Monica’s ten-year absence from Earth was dismissed almost instantaneously from the scope of the world. However, her return was an incredulous moment in Earthling history.  Looking not a day older than 22 and with the memory of her abduction erased, Monica returned to Earth in 2025, blundered by the new and exciting technology of the time.  She could not even recognize a cell phone anymore.  Her youthful naïveté felt small in this ever-quickening society.  In Achrysumpia, many took bets on what would become of Monica back on Earth, and her life was well-broadcasted on the planet.  Some thought her new brain would bring a fresh spirit to Earth, that she would win the nobel peace prize or start a moral revolution.

In reality, though, Monica withered.  Her lack of drive made her useless in Earthling society, and her inability to self-fulfill perplexed everyone.  Twenty years after her return, she checked herself into a mental hospital, unable to empathize with the egoism around her.

Back in Achrysumpia, the vile of ego was contested and debated.  Should they use it? Is the ego worth the potentiality for violence, abuse, genocide, totalitarianism, conflict, and hatred, as experienced in mankind?  Years of debates followed the extraction from Monica’s brain, and the legality of the ego was the most controversial governmental action in Achrysumpian history.

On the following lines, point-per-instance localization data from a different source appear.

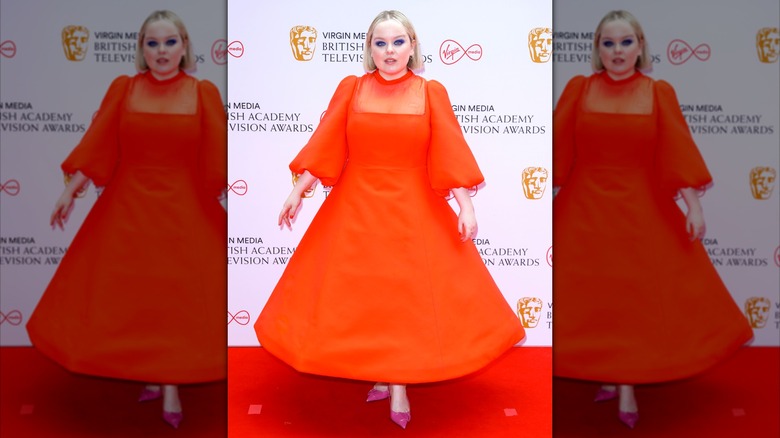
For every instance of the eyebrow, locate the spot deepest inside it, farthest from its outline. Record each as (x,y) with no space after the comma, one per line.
(169,36)
(392,38)
(619,38)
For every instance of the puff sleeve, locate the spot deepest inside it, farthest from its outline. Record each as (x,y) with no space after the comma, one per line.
(212,153)
(678,162)
(97,154)
(325,155)
(564,121)
(451,163)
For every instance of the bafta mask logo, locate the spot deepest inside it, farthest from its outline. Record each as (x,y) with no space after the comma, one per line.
(757,311)
(303,40)
(768,44)
(8,49)
(75,41)
(762,182)
(534,182)
(307,193)
(540,44)
(529,310)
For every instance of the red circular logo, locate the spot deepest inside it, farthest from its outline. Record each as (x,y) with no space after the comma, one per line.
(240,187)
(11,187)
(679,51)
(13,317)
(236,49)
(241,317)
(451,52)
(219,52)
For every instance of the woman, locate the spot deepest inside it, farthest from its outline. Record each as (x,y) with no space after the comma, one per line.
(139,293)
(631,273)
(386,284)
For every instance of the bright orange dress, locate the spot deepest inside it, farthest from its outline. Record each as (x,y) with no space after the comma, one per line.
(140,293)
(380,287)
(635,300)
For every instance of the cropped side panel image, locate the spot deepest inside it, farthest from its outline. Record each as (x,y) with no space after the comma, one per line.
(665,224)
(114,223)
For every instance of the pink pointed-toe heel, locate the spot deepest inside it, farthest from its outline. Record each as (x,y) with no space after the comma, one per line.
(628,418)
(173,418)
(149,395)
(400,418)
(605,395)
(377,394)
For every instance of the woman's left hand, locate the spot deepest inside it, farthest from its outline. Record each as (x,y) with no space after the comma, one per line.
(694,224)
(467,224)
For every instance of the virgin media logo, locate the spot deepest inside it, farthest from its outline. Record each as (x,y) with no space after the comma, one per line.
(451,52)
(239,187)
(241,317)
(13,317)
(219,52)
(10,187)
(8,49)
(236,49)
(680,52)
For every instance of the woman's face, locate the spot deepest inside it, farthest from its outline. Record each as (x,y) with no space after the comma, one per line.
(619,48)
(163,49)
(391,48)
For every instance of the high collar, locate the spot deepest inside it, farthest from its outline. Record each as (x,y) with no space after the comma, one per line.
(384,81)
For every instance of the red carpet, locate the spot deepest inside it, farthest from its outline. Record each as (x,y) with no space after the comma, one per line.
(40,399)
(510,398)
(738,398)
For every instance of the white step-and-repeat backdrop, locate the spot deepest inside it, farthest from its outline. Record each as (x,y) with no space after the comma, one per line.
(494,58)
(722,59)
(57,60)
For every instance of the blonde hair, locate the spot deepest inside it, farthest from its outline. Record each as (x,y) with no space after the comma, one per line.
(643,61)
(187,61)
(415,61)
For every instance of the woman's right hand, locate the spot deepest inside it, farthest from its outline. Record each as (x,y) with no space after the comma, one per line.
(62,209)
(289,209)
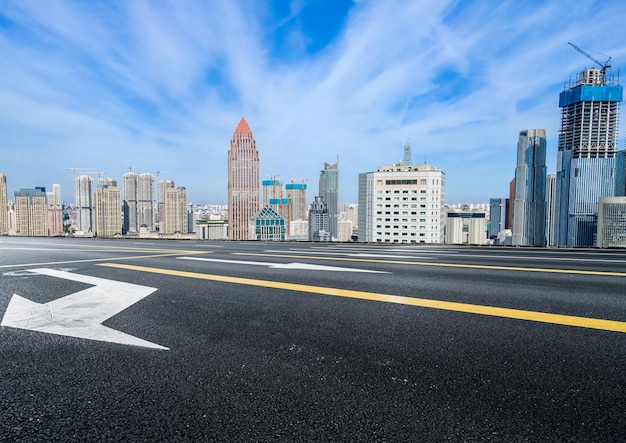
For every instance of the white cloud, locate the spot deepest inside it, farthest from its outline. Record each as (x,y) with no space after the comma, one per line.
(161,86)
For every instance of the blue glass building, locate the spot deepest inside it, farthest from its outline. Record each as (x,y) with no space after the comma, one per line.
(529,205)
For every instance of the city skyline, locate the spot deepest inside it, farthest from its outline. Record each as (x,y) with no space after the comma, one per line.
(355,84)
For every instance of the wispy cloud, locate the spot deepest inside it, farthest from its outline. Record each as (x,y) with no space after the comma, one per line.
(161,86)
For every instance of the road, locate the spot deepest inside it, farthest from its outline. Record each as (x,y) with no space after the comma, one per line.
(247,341)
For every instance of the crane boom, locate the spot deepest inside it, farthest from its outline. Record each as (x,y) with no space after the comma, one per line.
(604,66)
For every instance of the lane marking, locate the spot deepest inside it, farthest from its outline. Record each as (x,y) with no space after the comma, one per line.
(90,260)
(445,265)
(300,266)
(80,314)
(518,314)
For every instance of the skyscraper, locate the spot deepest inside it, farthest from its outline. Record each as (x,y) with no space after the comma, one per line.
(108,211)
(272,189)
(402,204)
(129,181)
(145,200)
(31,212)
(586,154)
(550,205)
(243,181)
(4,209)
(174,211)
(529,206)
(138,201)
(620,174)
(160,210)
(319,221)
(329,191)
(498,216)
(83,199)
(296,193)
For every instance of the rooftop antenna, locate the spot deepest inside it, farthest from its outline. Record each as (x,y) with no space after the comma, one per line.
(407,160)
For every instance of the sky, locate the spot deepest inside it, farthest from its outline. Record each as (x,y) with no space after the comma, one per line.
(161,85)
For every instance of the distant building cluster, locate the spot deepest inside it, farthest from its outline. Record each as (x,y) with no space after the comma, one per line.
(102,210)
(582,204)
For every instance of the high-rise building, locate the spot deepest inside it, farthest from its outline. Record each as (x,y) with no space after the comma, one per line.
(31,212)
(55,219)
(4,209)
(138,201)
(175,211)
(620,174)
(243,181)
(145,200)
(267,225)
(529,206)
(498,216)
(161,187)
(296,193)
(130,202)
(108,181)
(329,191)
(83,200)
(466,227)
(402,204)
(272,189)
(319,221)
(550,205)
(108,210)
(612,222)
(586,154)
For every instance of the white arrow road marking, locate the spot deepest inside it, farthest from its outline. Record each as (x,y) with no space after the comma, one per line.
(80,314)
(305,266)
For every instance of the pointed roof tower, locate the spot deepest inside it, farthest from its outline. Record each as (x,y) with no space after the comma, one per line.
(242,127)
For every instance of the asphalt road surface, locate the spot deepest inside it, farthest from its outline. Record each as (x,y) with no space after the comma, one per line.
(227,341)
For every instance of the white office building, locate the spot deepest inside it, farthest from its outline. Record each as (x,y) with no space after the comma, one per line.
(402,204)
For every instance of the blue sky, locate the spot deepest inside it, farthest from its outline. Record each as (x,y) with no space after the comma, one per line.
(161,85)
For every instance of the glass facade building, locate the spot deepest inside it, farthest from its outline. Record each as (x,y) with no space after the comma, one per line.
(529,206)
(586,162)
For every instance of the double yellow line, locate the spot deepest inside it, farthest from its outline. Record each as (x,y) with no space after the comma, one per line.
(542,317)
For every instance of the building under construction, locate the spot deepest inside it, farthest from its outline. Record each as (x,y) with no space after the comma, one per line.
(586,152)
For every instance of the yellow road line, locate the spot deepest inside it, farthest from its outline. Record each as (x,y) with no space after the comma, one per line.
(543,317)
(20,265)
(444,265)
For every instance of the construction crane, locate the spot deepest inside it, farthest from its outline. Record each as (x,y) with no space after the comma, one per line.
(157,173)
(603,66)
(80,170)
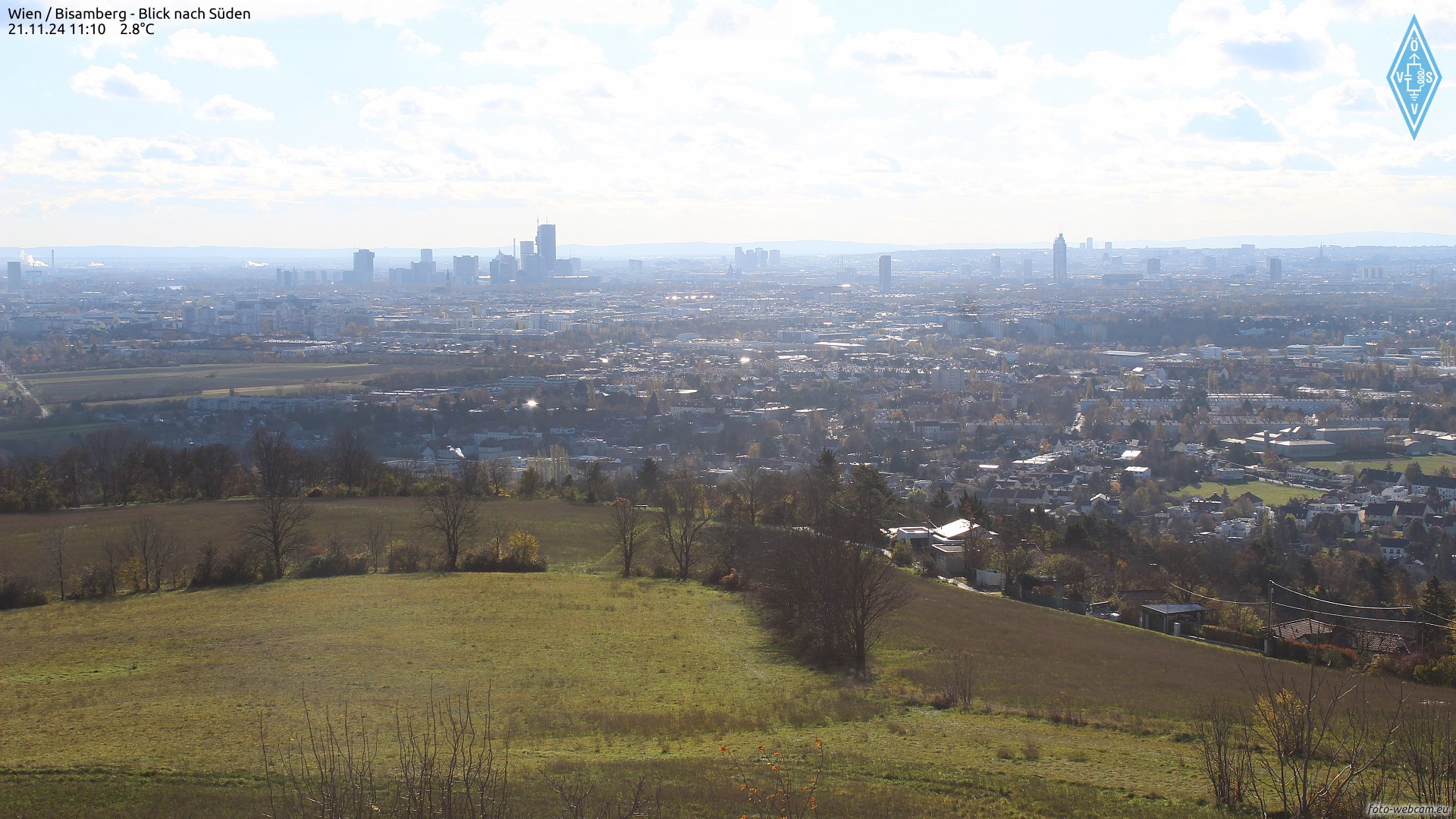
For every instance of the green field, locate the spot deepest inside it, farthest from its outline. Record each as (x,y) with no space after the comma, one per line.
(152,704)
(1430,464)
(158,384)
(165,692)
(1274,494)
(50,433)
(570,534)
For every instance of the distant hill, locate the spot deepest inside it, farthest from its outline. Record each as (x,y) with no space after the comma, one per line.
(218,254)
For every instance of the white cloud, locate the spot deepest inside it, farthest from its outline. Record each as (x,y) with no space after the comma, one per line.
(224,107)
(634,14)
(733,39)
(535,46)
(417,44)
(940,64)
(120,82)
(226,50)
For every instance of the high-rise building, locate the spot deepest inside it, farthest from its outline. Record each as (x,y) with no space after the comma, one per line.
(546,248)
(532,264)
(503,268)
(424,270)
(465,270)
(363,268)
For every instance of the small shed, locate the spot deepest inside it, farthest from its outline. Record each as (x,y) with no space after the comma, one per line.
(949,558)
(1171,618)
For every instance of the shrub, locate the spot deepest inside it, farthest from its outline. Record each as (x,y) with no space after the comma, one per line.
(95,582)
(406,557)
(234,569)
(522,553)
(1436,672)
(19,592)
(334,561)
(332,566)
(902,554)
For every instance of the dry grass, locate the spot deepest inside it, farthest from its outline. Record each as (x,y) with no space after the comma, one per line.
(1057,667)
(133,704)
(570,534)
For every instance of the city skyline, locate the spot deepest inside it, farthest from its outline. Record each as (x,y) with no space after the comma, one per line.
(651,121)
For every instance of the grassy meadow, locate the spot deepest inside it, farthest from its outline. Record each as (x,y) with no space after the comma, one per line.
(620,676)
(570,534)
(152,704)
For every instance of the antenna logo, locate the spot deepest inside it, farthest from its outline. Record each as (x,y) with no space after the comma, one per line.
(1414,77)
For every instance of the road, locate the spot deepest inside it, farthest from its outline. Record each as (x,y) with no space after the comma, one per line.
(24,388)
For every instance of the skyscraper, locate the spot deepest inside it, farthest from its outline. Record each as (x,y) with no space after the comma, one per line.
(363,268)
(546,248)
(503,268)
(424,270)
(465,270)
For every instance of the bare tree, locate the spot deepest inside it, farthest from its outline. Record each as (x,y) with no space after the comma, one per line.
(350,461)
(827,596)
(752,491)
(275,463)
(117,463)
(875,589)
(455,516)
(378,534)
(1228,755)
(153,548)
(682,521)
(628,526)
(1318,741)
(55,556)
(278,531)
(213,465)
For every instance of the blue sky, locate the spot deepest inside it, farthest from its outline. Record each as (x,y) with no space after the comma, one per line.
(356,123)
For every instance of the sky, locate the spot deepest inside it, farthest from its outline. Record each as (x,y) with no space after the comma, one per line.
(428,123)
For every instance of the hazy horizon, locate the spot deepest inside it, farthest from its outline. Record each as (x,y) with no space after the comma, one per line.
(328,123)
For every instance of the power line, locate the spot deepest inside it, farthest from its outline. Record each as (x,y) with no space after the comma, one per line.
(1401,610)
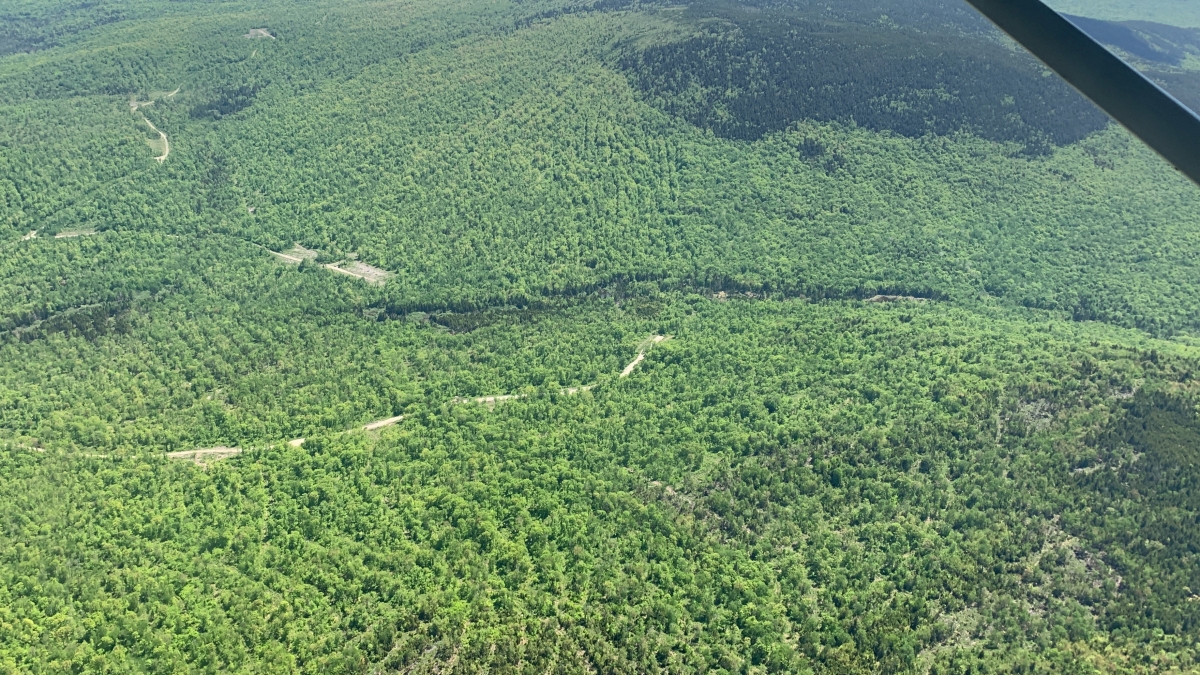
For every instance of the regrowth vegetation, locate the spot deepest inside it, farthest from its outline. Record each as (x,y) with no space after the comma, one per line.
(587,338)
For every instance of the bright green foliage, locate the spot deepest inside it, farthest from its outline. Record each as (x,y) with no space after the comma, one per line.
(993,470)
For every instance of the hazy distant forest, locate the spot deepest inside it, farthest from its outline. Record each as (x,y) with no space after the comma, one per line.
(610,336)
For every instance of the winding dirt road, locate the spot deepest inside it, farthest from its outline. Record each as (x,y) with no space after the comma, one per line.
(166,144)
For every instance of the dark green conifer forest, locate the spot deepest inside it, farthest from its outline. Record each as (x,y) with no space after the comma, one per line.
(591,336)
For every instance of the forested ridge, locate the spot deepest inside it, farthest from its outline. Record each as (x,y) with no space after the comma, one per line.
(599,336)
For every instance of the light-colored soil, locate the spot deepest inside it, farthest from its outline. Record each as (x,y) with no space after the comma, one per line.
(382,423)
(641,353)
(70,233)
(204,455)
(166,144)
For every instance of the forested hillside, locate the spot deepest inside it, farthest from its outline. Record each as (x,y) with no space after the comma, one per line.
(556,336)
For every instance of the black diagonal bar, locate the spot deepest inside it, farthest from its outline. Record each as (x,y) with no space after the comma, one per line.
(1145,108)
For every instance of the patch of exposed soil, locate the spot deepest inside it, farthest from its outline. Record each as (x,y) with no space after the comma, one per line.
(641,353)
(361,270)
(166,144)
(203,457)
(381,423)
(70,233)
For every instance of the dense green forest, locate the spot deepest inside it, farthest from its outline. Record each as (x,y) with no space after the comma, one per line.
(589,336)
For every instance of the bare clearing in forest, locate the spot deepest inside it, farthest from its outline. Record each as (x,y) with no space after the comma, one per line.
(361,270)
(357,269)
(382,423)
(166,145)
(641,353)
(895,299)
(70,233)
(204,455)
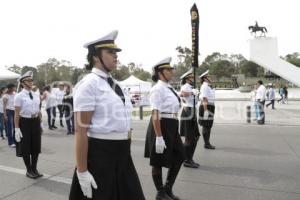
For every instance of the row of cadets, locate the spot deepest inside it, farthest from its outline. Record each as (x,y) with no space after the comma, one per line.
(105,169)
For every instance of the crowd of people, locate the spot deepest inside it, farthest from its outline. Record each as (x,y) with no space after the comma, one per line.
(262,94)
(103,138)
(55,100)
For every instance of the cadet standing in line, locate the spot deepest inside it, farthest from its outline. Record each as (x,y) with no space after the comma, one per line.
(207,108)
(59,98)
(163,142)
(9,112)
(27,125)
(105,170)
(188,122)
(260,99)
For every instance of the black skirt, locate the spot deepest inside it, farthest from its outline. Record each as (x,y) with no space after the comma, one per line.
(174,152)
(210,121)
(188,124)
(110,163)
(31,141)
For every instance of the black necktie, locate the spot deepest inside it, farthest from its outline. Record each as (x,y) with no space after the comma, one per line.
(30,95)
(176,95)
(116,88)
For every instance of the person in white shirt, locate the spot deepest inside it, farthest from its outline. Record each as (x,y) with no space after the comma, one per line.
(60,93)
(271,96)
(9,112)
(27,125)
(260,101)
(50,106)
(188,120)
(207,108)
(105,170)
(2,125)
(163,143)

One Achrysumpian, a particularly thin, noodle-bodied yellow one with a large family and a niched knowledge of human history, stood up at the court debates one day.  Its name was Jopple.  Jopple cleared its throat, opened its triangular mouth, and readied itself to speak.  I will preface his words by letting you know that all Achrysumpians speak in rhyme, though this English translation hardly does the poeticism justice.

It opened its triangular mouth, and said, “Our hearts cannot ache for the sole purpose of progress for progress’s sake”

The crowd paused.  The crowd applauded. And the Achrysumpians all returned to their daily lives, and no one on that planet would speak of the vile of ego ever again.